Philippe Roy Villeneuve, Jean-Paul Sabo Vatasescu et Gabriel Panich de l'école Du Versant iront représenter la région lors de la finale régionale du Défi inventif, le 30 mai au Centre des sciences de Montréal. (Photo: Michel Moyneur)
L'ingéniosité de dizaines de jeunes mise au défi!
Dans le cadre du Défi génie inventif
Des dizaines de jeunes génies en herbe de la région ont démontré tout leur savoir-faire aujourd'hui alors qu'était présenté la quatrième finale régionale du Défi génie inventif à l'école secondaire Du Versant.
Dès la matinée, la trentaine d'équipes à prendre part à la compétition organisée par le Conseil du loisir scientifique de l'Outaouais (CLSO) ont tenté de convaincre le jury de leur accorder l'ultime récompense: un laissez-passer pour la finale régionale qui se tiendra le 30 mai prochain du côté du Centre des sciences de Montréal.
Pour ce faire, les participants devaient présenter le fruit de nombreuses heures de travail résumé en un appareil où une balle de golf devait enclencher une cascade d'événements successifs, dont le dernier étant la projection d'un objet quelconque vers une zone de pointage.

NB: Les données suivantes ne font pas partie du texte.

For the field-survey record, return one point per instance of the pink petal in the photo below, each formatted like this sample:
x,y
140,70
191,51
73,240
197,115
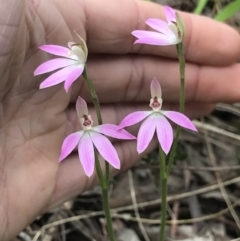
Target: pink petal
x,y
164,133
160,26
53,64
180,119
69,144
133,118
146,133
155,87
56,50
81,107
105,149
57,77
73,76
113,131
170,14
86,154
153,38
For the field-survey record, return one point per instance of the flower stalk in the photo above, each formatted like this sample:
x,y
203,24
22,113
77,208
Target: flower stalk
x,y
181,58
103,180
163,186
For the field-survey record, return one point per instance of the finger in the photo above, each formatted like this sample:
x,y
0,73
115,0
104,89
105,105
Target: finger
x,y
108,30
206,41
127,79
114,114
72,180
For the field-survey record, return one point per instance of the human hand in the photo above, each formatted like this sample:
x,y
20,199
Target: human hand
x,y
34,122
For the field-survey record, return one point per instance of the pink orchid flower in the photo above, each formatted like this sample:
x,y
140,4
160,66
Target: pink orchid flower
x,y
170,32
72,64
156,120
93,137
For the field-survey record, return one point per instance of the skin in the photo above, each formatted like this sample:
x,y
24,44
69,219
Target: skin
x,y
33,122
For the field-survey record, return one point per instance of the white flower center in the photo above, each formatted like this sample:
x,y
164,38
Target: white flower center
x,y
156,104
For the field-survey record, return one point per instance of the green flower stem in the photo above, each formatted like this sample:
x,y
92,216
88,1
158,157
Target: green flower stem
x,y
181,59
98,111
163,178
104,181
93,95
104,187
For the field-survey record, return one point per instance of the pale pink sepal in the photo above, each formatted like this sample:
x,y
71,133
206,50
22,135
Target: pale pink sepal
x,y
180,119
154,38
86,154
145,133
114,131
133,118
56,50
170,14
155,88
160,26
105,149
69,144
57,77
164,133
73,76
81,107
53,64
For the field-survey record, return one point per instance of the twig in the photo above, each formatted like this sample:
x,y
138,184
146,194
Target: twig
x,y
209,169
147,204
135,205
130,218
216,130
219,179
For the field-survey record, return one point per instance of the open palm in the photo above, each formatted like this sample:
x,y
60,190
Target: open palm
x,y
33,122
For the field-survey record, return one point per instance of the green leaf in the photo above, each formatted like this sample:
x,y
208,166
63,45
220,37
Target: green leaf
x,y
200,6
228,11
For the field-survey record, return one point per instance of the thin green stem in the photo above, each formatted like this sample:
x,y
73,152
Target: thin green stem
x,y
93,94
181,59
106,207
98,111
163,178
104,181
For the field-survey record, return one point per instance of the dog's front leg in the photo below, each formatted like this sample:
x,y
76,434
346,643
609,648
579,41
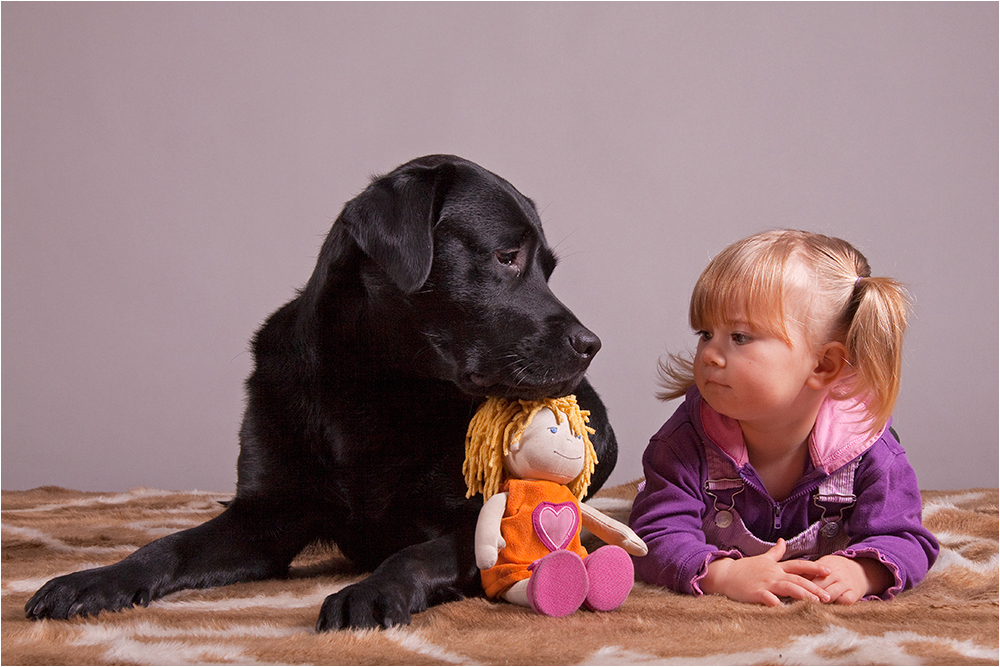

Le même concept devait être respecté par toutes les équipes, mais le portrait final de l'invention et le choix des matériaux à utiliser demeuraient à la discrétion de chacune d'entre elles.
Dans la division «premier cycle», laquelle regroupait les concurrents de secondaire 1 à 3, la victoire est revenue à Simon Clavelle pour son projet nommé «La Pentapulte». En plus d'accéder à la finale provinciale, l'élève de secondaire 2 de Nicolas-Gatineau a mérité une bourse de 300$ de l'Ordre des ingénieurs du Québec. Le Centre des sciences de Montréal ne lui sera cependant pas inconnu puisqu'il s'y était aussi rendu l'année dernière pour défendre les couleurs de l'Outaouais.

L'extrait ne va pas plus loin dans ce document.